Mein persönliches Fazit:

  1. Klimaschutz und Biodiversität gehören untrennbar zusammen. Es ist eine Interaktion zwischen CO2 und Artenvielfalt, denn die negativen Effekte des Klimawandels und der damit verbundene Biodiversitätsverlust könnten irreversibel sein. Das ist leider noch nicht allen bewusst und ich finde, dass wir gemeinsam, Policymaker (Entscheidungsträgern) und Wirtschaftswelt dieses Thema jetzt verstärkt in den Fokus rücken sollten.
  2. „Es gibt keinen sicheren Weg zum Erfolg, aber einen sicheren Weg zum Misserfolg: Es allen recht machen zu wollen.“ (Zitat Platon). Das heißt, es ist wichtiger jetzt zu beginnen - mit aller Unterschiedlichkeit und auf verschiedenen Wegen, als aufgrund unvollständiger Regulatorik, diffuser „Sustainable Financial Language“ oder sonstigen individuellen Begründungen erst gar nicht zu starten. Eine gute und fundierte Nachhaltigkeitsanalyse ernst zu nehmen und ESG-Risiken, beginnend mit Klima und Biodiversität, ins Risikomanagement einzubeziehen, könnten erste Schritte sein.

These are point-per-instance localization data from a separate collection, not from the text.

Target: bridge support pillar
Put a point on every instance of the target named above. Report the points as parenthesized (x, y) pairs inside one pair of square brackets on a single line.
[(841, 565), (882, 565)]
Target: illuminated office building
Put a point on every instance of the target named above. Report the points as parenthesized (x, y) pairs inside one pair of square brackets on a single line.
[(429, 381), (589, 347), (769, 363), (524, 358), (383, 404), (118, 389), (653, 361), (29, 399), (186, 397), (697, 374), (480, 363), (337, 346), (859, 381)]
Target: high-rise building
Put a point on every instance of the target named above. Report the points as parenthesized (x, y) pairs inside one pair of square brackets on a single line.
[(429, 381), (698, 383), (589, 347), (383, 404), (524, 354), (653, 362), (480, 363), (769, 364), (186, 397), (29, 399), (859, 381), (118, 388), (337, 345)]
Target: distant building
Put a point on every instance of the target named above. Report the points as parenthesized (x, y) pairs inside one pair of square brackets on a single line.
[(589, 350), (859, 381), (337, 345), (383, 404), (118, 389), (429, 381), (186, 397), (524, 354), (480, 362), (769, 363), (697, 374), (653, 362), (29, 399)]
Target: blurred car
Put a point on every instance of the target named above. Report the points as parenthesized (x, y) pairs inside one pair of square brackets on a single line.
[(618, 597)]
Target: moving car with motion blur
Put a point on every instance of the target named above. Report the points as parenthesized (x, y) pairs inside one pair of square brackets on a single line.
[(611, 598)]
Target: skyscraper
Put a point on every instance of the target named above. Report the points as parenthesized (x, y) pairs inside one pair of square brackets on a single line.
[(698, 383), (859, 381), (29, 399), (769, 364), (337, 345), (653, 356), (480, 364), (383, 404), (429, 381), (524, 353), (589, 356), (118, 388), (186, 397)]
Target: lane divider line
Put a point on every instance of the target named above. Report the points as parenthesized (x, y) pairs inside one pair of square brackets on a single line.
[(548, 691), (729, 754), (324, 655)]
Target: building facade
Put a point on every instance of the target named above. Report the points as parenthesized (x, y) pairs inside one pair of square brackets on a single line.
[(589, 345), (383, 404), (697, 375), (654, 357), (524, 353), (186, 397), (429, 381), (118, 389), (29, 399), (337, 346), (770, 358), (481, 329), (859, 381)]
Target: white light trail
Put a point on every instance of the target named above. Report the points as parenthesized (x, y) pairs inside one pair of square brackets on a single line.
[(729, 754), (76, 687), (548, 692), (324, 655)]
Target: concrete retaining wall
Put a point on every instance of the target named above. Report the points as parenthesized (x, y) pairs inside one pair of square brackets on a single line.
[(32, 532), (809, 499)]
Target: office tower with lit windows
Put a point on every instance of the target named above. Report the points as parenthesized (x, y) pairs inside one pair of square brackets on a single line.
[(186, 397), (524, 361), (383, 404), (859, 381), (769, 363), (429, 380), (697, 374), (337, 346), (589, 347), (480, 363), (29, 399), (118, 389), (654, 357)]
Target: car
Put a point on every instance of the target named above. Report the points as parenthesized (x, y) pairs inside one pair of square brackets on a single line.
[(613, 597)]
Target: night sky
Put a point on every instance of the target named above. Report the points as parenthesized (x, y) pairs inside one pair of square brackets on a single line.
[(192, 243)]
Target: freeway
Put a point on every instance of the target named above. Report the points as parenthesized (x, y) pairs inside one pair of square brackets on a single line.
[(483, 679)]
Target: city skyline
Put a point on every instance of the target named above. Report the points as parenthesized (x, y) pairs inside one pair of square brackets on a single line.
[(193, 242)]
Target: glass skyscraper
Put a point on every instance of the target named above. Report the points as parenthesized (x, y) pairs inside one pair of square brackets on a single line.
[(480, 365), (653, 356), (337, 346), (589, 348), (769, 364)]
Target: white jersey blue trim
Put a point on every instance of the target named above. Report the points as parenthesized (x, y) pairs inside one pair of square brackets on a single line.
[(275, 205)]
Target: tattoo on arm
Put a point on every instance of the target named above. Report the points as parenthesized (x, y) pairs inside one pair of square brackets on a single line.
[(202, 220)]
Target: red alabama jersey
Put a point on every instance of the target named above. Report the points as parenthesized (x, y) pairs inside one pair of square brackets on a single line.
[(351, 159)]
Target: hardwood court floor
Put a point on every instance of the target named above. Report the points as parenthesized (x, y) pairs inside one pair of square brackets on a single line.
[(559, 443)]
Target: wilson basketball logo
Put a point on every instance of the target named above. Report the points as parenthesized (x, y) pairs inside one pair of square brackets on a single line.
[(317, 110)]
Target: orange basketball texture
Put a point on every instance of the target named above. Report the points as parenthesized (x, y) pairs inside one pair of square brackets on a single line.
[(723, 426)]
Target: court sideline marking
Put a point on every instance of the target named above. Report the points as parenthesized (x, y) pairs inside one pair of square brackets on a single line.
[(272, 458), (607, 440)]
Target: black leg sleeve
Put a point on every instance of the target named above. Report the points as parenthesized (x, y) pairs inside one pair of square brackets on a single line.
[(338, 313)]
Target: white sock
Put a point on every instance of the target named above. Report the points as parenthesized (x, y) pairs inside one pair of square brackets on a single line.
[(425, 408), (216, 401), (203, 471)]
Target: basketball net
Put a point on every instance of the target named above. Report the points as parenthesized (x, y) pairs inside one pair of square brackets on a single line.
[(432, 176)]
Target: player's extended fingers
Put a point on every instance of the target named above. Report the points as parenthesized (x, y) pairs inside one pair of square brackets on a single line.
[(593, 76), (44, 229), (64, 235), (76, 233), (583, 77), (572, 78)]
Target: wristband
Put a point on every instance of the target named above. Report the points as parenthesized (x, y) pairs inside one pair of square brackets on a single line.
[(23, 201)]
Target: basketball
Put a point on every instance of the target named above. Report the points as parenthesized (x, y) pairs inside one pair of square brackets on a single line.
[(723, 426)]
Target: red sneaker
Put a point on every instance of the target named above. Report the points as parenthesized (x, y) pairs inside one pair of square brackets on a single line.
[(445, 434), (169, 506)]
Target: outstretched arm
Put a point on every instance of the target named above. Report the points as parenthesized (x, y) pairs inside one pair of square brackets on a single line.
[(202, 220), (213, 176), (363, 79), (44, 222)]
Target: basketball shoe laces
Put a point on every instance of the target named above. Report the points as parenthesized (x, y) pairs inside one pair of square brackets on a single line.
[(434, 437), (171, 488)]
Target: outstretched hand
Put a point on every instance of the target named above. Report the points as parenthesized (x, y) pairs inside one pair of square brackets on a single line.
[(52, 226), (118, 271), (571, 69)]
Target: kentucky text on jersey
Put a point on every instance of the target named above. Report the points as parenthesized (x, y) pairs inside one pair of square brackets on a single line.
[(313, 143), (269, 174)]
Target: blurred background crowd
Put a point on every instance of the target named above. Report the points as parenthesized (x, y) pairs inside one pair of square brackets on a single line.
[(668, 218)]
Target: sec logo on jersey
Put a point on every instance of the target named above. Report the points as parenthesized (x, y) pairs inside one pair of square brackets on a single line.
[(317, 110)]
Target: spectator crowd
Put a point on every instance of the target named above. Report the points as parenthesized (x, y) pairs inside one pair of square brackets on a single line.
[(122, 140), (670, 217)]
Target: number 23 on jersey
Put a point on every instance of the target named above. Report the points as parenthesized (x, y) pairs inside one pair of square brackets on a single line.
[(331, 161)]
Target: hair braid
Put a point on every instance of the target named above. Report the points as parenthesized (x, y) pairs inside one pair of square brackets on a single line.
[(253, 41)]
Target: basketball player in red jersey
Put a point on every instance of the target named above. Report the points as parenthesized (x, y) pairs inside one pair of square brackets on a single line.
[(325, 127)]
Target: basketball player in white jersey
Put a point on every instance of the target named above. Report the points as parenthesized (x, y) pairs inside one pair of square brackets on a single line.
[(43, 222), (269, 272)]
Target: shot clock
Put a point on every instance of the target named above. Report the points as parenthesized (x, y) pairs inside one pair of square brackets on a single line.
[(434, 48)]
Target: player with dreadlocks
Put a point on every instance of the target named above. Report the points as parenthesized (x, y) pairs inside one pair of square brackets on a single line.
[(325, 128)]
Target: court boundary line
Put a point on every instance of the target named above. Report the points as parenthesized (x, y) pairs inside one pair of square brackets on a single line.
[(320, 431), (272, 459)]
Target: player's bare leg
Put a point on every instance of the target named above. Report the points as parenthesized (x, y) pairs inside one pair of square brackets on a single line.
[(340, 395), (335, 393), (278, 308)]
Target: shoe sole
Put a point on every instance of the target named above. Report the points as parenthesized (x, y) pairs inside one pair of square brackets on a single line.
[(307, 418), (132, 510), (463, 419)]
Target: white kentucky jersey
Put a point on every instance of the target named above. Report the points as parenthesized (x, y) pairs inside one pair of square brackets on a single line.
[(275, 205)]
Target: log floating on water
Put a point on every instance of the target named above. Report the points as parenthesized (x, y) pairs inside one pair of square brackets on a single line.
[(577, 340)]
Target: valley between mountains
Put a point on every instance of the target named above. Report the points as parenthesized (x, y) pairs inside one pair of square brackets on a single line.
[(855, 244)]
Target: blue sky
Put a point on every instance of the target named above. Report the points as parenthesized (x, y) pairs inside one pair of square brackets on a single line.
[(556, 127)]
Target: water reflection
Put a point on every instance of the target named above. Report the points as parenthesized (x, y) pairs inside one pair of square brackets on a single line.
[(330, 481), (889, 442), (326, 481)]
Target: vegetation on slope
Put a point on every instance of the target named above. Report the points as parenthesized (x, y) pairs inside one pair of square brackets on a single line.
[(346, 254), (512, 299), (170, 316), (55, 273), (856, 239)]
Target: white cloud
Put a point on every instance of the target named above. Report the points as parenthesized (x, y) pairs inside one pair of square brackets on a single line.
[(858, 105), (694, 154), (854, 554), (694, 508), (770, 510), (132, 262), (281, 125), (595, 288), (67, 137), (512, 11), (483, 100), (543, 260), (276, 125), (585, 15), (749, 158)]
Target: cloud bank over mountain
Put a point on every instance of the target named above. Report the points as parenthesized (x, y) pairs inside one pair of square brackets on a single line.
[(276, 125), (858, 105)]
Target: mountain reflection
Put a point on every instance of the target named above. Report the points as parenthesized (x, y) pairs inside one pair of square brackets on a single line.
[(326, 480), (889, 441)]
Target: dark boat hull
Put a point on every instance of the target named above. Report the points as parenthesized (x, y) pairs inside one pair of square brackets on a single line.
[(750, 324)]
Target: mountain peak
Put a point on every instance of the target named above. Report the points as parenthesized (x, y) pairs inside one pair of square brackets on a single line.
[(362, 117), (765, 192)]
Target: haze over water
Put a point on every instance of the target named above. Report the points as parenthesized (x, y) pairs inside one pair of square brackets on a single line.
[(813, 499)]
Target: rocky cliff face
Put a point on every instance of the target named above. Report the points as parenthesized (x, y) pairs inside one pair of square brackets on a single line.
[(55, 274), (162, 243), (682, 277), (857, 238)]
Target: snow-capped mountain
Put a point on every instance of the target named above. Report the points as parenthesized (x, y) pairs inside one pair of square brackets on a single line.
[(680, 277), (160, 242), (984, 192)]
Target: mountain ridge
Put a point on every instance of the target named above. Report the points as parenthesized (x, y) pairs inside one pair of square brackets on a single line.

Abschließend fällt mir dazu noch folgender Vergleich ein: Die Haut ist viel empfindlicher, als wir meinten, und als Hauptursache für die Entstehung von Hautkrebs werden vor allem die intensive Sonnenbestrahlung und Sonnenbrände angesehen, die weit zurück in der Kindheit liegen. Frühzeitiger Schutz ist die beste Prävention; das wurde uns erfolgreich vermittelt. Bei der Natur ist es ähnlich, die Ursachen liegen oft lange zurück. Unsere Chance liegt in der gemeinsamen Akzeptanz und Aktionen zum Schutz des Naturkapitals.
Ich bin bestärkt darin, dass es noch NICHT zu spät ist und „Angstszenarien“ nicht zum Ziel führen.

Ist uns das Thema tatsächlich wichtig? Warum starten wir dann nicht sofort und gemeinsam mit einer begeisternden Themenkampagne, in kleinen, humorvollen Sketchen mit dem Ohrwurm: „Weil wir EUCH brauchen“? Wie lange diese Kampagne laufen, angepasst oder weiterentwickelt werden sollte, zeigen dann die Kennzahlen zur Bekanntheit dieser „Werbebotschaft“.